South, a play by Julian Green, presently enjoys its delayed American premiere at Manhattan's At Here Theatre, 145 Avenue of the Americas. A Paris-based American playwright, now 96, Green saw his 1955 creation uproariously censored, being denied space on puritanical London stages in that year. By present day standards, South is tame, though its production by Target Margin, a New York theatrical company, has turned its mix of ante-bellum aristocracy and homosexuality into a popular outing event.

Though the play's homosexuality is hardly noticeable--it is nearly a riddle--its mere mention in 1955 was sufficient to put British censors on edge. Its unhappy hero, a Polish officer, falls for a youthful hunk. He is so given to being proper, however, that he speaks in oblique terms. Asked why he feels he can no longer go on living, he illuminates the sad dilemmas of 1950's gay romantics: "Because the person I love can't love me," he replies.

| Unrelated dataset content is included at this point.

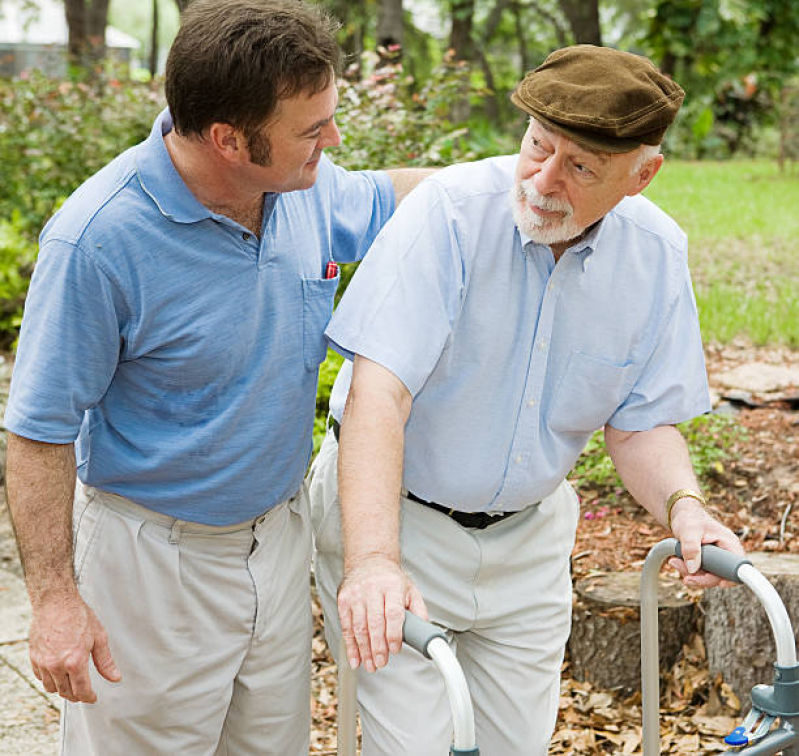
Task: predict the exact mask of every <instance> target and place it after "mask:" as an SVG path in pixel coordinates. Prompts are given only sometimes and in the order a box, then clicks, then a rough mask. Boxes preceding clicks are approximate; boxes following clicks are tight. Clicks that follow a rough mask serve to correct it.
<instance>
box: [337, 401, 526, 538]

Patti Smith -- Singer-Poet -- Also Draws

Manhattan's Robert Miller Gallery plays host through February 8th to Works on Paper Over the Years by Patti Smith, the innovative rock singer and lyricist known in part for having roomed with Robert Mapplethorpe and for her singing in Central Park at the 1977 Gay Pride celebration in New York.

Some of Ms. Smith's bolder works are reminiscent of the well-known Mapplethorpe "X-Portfolio" that set off alarm bells and gave impetus to censorship in 1989.

Smith's works are primarily products of the 1960's and 1970's when she lived as a vicarious or wanna-be student, longing for the wisdom of Pratt Institute grads. She learned through roommate Mapplethorpe (who actually attended Pratt) certain secrets about drawing. As with her music, critics cite Smith for accomplished offbeat draftsmanship, as well as a "jittery, energetic, and highly expressive line whose imagery can border on the manic." Grace Glueck believes Smith is best when she's "just noodling around," though Glueck admits that the singer's exhibit is, "all in all...one of the season's more spirited drawing shows."